Anti-euro sentiment jumps in Italy, 40% want lira back: poll
[ROME] After years of grinding recession Italians are getting fed up with Europe's common currency, a poll showed on Friday, with 40 per cent saying the country should now ditch the euro and return to the lira.
That is a jump from 25.7 per cent in the same poll last year, Eurispes research institute said in its annual report.
The change is especially surprising for Italy, where people have traditionally been strongly pro-European and have harboured greater trust in EU institutions than in their own, which have long been dogged by political instability and corruption.
"Only last year we underscored the fact that Italians continued to support the euro despite their distrust of our institutions," Eurispes President Gian Maria Fara said in the report, blaming the prolonged economic slump for the rise in anti-euro sentiment.

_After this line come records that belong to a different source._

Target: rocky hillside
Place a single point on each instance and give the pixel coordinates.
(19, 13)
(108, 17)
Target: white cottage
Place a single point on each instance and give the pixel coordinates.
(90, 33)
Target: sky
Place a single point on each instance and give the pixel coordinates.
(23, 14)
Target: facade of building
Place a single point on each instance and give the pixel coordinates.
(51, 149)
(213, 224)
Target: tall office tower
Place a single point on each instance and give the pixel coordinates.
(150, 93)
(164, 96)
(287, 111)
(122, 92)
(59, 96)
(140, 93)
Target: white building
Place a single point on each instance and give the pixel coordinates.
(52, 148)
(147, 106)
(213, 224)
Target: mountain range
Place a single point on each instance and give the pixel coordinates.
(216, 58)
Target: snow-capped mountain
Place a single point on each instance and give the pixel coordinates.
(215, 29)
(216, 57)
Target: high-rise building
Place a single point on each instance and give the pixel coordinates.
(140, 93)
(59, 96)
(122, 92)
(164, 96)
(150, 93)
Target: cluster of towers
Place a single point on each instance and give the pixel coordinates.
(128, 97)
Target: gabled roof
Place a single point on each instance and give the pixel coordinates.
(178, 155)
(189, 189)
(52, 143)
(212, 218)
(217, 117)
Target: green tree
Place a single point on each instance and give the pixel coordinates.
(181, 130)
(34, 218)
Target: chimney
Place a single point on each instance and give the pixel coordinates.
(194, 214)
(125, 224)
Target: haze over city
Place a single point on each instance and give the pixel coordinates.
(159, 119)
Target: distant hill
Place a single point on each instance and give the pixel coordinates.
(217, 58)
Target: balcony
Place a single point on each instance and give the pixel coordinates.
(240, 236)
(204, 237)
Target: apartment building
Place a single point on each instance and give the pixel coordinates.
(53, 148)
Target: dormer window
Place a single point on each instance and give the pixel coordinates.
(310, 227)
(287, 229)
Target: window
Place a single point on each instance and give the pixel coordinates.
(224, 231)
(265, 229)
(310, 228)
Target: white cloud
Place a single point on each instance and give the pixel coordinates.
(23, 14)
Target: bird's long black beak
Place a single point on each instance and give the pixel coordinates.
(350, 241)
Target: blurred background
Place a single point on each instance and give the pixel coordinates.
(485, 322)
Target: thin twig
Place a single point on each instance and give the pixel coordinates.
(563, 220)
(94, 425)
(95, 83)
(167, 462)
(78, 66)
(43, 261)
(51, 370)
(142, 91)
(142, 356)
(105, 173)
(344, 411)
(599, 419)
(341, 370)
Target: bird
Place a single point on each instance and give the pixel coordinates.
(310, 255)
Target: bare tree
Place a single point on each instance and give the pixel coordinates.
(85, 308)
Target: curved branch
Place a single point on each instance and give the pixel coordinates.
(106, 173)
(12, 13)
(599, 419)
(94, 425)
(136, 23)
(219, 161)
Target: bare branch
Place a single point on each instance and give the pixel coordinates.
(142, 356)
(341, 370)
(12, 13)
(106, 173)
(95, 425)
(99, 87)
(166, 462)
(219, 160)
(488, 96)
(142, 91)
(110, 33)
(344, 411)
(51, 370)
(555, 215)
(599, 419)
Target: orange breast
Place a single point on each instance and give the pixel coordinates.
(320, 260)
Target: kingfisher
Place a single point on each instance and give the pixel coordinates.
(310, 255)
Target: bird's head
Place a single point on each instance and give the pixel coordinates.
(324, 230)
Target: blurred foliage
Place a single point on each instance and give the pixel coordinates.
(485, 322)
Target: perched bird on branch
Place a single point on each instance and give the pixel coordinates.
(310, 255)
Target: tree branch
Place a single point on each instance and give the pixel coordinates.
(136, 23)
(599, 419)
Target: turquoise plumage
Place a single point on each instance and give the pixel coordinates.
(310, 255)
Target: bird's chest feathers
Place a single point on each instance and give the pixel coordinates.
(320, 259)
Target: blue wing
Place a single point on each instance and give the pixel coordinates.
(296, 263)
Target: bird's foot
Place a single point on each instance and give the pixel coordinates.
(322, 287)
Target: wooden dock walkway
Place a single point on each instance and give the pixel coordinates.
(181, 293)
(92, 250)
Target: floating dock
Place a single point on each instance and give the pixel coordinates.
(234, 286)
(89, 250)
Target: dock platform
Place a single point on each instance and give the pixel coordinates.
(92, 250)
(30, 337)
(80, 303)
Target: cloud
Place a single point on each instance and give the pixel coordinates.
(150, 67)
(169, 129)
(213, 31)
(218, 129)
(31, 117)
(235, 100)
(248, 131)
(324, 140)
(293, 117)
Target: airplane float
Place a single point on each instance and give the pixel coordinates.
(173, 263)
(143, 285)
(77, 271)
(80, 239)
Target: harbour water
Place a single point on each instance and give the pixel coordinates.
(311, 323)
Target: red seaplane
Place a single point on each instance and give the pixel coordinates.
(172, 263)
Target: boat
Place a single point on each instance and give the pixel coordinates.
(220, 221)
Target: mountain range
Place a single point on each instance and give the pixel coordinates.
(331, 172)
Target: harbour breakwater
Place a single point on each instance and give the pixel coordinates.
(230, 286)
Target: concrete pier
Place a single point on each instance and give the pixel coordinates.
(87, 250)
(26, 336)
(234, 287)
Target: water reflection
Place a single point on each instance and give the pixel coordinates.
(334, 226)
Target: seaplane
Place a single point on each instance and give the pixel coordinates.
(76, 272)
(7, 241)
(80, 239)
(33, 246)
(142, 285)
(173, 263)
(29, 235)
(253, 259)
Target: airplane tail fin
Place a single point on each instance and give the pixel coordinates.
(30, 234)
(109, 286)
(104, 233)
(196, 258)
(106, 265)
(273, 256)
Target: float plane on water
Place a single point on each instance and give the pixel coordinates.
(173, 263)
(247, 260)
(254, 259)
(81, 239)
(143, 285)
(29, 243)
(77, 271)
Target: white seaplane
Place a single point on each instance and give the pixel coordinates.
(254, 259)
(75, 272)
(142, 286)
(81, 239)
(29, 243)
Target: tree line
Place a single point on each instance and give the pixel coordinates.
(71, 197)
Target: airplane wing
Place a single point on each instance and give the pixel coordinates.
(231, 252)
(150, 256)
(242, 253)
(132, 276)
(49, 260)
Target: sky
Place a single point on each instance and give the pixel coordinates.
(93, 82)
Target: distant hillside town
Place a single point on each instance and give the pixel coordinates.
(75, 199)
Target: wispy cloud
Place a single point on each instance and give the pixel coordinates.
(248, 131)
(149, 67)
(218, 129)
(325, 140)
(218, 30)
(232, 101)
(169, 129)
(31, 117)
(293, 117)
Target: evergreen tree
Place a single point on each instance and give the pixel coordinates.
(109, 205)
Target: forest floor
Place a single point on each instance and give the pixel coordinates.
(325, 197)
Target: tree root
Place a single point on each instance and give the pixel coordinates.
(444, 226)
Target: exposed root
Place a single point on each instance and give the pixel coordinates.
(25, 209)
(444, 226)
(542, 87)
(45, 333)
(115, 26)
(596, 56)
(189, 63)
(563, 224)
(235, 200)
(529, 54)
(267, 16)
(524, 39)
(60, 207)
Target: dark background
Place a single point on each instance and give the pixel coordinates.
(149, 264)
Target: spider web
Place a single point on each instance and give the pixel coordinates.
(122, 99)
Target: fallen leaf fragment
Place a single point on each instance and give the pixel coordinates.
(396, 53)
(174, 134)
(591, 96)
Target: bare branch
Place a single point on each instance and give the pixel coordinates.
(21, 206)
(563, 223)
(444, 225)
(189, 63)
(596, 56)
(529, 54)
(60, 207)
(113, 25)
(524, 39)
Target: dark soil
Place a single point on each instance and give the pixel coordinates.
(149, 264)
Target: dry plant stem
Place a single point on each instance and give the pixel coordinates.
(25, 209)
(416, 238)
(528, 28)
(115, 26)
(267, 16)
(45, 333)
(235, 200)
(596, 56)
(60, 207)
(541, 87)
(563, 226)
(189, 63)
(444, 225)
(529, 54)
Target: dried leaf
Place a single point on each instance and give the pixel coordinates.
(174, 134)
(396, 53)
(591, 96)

"The number of people living in poverty is growing. Poor economic expectations have reached discouraging levels." Tensions in the eurozone are on the rise again after Greeks, weary of austerity and recession, elected a government last Sunday that wants to renegotiate its debt bailout.
Greece's 2011 crisis threatened to tip Italy, with its 2-trillion-euro debt mountain, into default.

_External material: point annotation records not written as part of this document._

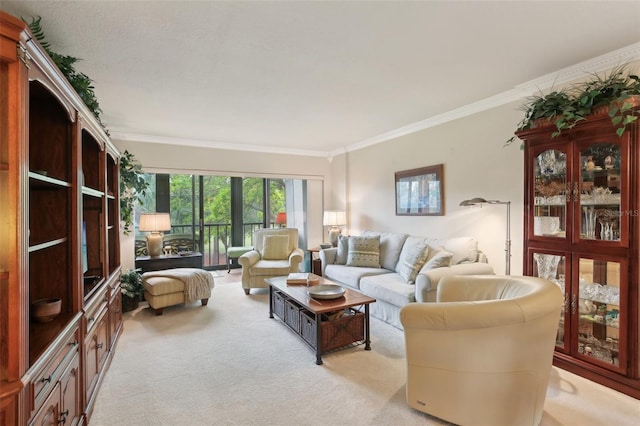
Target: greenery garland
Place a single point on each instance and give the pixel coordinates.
(133, 187)
(80, 82)
(132, 184)
(616, 92)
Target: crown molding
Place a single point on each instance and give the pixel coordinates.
(518, 93)
(231, 146)
(575, 72)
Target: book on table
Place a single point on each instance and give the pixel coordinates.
(301, 278)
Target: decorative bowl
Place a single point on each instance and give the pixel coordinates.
(45, 310)
(326, 291)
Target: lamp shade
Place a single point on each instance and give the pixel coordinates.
(281, 218)
(334, 218)
(154, 222)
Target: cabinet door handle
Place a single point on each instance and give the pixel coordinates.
(565, 303)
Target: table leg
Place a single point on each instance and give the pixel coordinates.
(367, 340)
(318, 339)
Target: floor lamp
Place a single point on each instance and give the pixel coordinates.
(507, 247)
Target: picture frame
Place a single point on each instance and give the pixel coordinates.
(420, 192)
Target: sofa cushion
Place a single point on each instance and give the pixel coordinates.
(275, 247)
(464, 249)
(364, 251)
(390, 288)
(414, 254)
(343, 249)
(391, 244)
(437, 258)
(351, 275)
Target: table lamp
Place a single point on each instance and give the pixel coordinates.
(334, 219)
(154, 224)
(507, 244)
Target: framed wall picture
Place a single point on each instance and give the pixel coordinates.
(420, 192)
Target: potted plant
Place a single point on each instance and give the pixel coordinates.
(131, 288)
(616, 93)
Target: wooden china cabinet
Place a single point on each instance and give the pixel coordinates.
(60, 239)
(582, 231)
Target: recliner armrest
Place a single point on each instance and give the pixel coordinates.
(249, 258)
(427, 281)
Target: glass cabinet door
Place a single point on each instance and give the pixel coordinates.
(550, 194)
(600, 186)
(599, 312)
(552, 267)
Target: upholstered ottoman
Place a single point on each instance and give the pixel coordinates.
(176, 286)
(235, 253)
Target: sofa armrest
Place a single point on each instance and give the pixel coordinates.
(427, 281)
(328, 257)
(249, 259)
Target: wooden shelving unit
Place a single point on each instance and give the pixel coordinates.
(582, 231)
(59, 208)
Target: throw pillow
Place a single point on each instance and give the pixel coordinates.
(411, 261)
(343, 249)
(275, 247)
(437, 259)
(364, 251)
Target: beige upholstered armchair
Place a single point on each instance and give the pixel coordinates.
(482, 353)
(275, 253)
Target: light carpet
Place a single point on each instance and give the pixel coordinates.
(229, 364)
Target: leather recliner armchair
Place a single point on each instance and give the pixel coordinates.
(271, 257)
(482, 354)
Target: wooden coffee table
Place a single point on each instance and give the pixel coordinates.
(325, 325)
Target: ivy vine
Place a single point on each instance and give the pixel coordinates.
(80, 82)
(133, 187)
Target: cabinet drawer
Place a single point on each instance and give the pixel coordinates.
(292, 315)
(45, 379)
(96, 351)
(94, 310)
(278, 304)
(336, 333)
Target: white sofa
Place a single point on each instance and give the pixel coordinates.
(408, 268)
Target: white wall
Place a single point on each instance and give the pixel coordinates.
(476, 164)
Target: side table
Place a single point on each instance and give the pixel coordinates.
(146, 263)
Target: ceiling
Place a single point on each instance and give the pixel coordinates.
(320, 77)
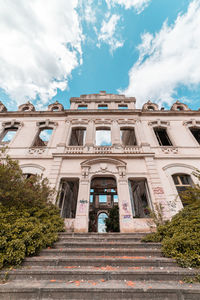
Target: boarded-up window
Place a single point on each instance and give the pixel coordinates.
(77, 137)
(128, 137)
(162, 136)
(196, 133)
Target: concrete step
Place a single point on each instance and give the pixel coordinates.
(106, 234)
(125, 261)
(97, 273)
(99, 244)
(100, 239)
(112, 289)
(67, 252)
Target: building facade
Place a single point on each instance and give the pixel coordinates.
(103, 152)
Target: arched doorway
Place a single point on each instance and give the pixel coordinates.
(101, 226)
(103, 198)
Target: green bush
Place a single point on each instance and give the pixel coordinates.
(25, 231)
(180, 237)
(29, 222)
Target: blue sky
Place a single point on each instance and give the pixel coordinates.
(149, 49)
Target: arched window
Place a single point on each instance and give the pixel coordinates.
(44, 133)
(182, 182)
(196, 133)
(9, 131)
(77, 136)
(128, 137)
(103, 136)
(162, 136)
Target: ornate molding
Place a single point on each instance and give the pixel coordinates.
(56, 106)
(26, 107)
(150, 106)
(178, 106)
(159, 123)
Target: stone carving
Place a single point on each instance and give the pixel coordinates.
(36, 151)
(2, 107)
(27, 107)
(55, 107)
(150, 106)
(169, 150)
(179, 106)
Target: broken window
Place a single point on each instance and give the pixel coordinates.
(162, 136)
(123, 106)
(82, 107)
(103, 137)
(102, 106)
(43, 137)
(77, 137)
(140, 198)
(196, 133)
(68, 197)
(128, 137)
(8, 135)
(182, 182)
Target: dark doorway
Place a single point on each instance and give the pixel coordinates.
(103, 197)
(68, 197)
(140, 198)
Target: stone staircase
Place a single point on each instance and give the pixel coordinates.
(100, 266)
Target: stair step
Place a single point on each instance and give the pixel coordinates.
(100, 239)
(97, 273)
(99, 244)
(100, 252)
(98, 289)
(126, 261)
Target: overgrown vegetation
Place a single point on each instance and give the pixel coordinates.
(29, 222)
(180, 237)
(112, 222)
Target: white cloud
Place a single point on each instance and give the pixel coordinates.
(168, 59)
(108, 33)
(40, 46)
(138, 5)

Italian Prime Minister Matteo Renzi has cut taxes for low earners and is pressing the European Union to focus more on rebooting economic growth, but Italy's reforms are progressing only slowly.

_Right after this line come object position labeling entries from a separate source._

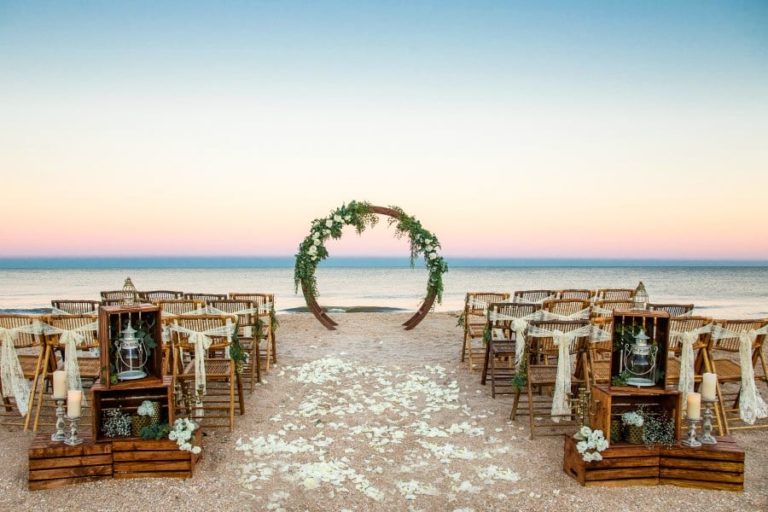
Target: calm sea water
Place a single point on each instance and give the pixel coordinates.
(720, 290)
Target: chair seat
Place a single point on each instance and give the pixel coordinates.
(727, 370)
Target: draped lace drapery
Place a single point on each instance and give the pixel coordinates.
(752, 407)
(563, 341)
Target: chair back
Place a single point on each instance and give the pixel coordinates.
(614, 294)
(73, 323)
(678, 325)
(541, 347)
(156, 295)
(177, 307)
(23, 339)
(477, 303)
(726, 334)
(76, 307)
(567, 307)
(118, 297)
(533, 296)
(575, 293)
(201, 324)
(672, 309)
(246, 311)
(205, 297)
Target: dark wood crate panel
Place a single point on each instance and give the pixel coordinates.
(112, 320)
(53, 465)
(129, 398)
(610, 402)
(141, 458)
(719, 466)
(656, 327)
(622, 465)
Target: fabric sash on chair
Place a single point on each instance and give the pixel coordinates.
(72, 339)
(11, 372)
(751, 404)
(518, 325)
(563, 341)
(687, 372)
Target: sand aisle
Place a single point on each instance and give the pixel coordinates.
(371, 417)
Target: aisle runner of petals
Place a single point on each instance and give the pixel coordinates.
(383, 416)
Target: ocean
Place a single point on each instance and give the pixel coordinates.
(722, 289)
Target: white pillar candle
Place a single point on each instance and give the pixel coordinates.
(74, 398)
(708, 386)
(694, 406)
(59, 385)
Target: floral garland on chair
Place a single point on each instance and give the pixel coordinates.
(359, 214)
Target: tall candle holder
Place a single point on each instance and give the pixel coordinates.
(73, 440)
(706, 427)
(59, 435)
(691, 442)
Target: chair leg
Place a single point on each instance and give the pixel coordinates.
(40, 359)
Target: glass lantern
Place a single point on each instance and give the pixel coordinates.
(640, 297)
(640, 361)
(131, 357)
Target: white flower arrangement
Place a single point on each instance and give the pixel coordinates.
(591, 443)
(182, 432)
(147, 408)
(632, 418)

Several Italian opposition parties are outspoken critics of the euro, including the anti-establishment 5-Star Movement, which wants a referendum on Italy's membership, and the Northern League which has seen a surge in its support over the last year.
Italy's economy, the eurozone's third largest, has not posted a single quarter of growth since mid-2011 and unemployment remains close to all-time records, though data on Friday showed it unexpectedly fell below 13 per cent in December.
The economic slump has also produced a steady rise in the number of Italians leaving the country to look for work elsewhere, and Friday's poll showed 45.4 per cent said they were now considering emigrating.
That is up from 40.6 per cent who were considering leaving in 2012, the last time Eurispes asked the same question.